So what’s next?

Over the past two and a half years when I was asked “what do you do” (for work)? I answered, I am working on my Masters, which usually sparked a discussion about education. But it usually ended with “What are you going to do with that degree, or what kind of work are you looking for when you are finished?” This answer changed depending on my mood, how close I was to completion, and whether it was before or after my brain tumour situation.

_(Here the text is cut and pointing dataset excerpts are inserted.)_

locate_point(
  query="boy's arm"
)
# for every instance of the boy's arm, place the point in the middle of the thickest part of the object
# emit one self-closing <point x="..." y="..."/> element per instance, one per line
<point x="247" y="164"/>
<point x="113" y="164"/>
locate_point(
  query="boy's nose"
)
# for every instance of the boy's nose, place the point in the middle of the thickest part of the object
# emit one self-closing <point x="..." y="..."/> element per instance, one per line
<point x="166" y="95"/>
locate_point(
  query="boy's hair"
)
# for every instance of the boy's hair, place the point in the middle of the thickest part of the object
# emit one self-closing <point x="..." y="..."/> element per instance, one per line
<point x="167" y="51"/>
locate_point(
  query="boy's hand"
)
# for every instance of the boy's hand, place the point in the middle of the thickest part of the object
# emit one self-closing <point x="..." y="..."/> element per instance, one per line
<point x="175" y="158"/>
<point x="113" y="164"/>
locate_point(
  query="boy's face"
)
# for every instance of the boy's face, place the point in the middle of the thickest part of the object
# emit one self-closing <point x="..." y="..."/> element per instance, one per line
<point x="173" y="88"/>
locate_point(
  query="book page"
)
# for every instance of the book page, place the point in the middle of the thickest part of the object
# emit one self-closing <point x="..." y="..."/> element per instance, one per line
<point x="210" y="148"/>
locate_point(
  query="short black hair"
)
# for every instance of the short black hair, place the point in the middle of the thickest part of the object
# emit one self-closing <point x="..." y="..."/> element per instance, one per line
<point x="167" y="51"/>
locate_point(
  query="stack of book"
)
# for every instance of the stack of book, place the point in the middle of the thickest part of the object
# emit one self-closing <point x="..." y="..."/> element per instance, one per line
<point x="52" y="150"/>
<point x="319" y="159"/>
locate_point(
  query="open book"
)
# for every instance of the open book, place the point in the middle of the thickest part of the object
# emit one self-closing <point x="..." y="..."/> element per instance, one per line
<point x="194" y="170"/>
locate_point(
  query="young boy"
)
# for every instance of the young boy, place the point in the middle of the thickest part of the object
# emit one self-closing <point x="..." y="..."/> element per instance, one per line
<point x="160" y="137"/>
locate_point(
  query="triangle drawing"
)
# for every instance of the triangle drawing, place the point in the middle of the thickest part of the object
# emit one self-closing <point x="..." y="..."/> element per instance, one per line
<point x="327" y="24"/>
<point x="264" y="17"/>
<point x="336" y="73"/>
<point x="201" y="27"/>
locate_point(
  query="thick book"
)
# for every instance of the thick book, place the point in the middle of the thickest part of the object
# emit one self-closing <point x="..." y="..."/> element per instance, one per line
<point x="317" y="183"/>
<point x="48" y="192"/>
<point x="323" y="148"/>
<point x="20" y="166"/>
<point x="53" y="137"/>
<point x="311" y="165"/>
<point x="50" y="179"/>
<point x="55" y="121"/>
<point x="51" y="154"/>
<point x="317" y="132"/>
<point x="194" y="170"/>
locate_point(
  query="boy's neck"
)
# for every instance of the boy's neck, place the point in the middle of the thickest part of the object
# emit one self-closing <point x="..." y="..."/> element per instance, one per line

Before I can answer what’s next, it might be important to understand why I went back to school in the first place.

When we moved to Victoria a city devoid of furniture manufacturing for my husband’s job I quickly realized that my diploma in furniture design wasn’t going to get me very far. I created a job for myself as a business consultant for a furniture dealer, and was later headhunted for a job in Vancouver. The company in Vancouver had a great education program, and I creatively earned a Bachelor of Design degree at night in hotel rooms.

Wow, I just realized how bad that sounds.

The creative part is that I could take all the certificates, diplomas and work experience I had, compile it all together and devise a plan to complete the academic requirements for a B.Des through Thompson River’s University. The hotel room resulted from a job which required weekly travel, and at night in hotel rooms I fervently worked away on course work.

Four years and one child later I graduated with a Bachelor of Design days before the birth of my second son. 

Knowing that a Bachelor of Design wasn’t going to change my situation much, a year and a half after my second son was born I applied to graduate school with the intention of completing a Masters of Business Administration, on a part-time (at night in a hotel room) basis. The universe had different plans for me and I ended up starting the September semester as a full-time student.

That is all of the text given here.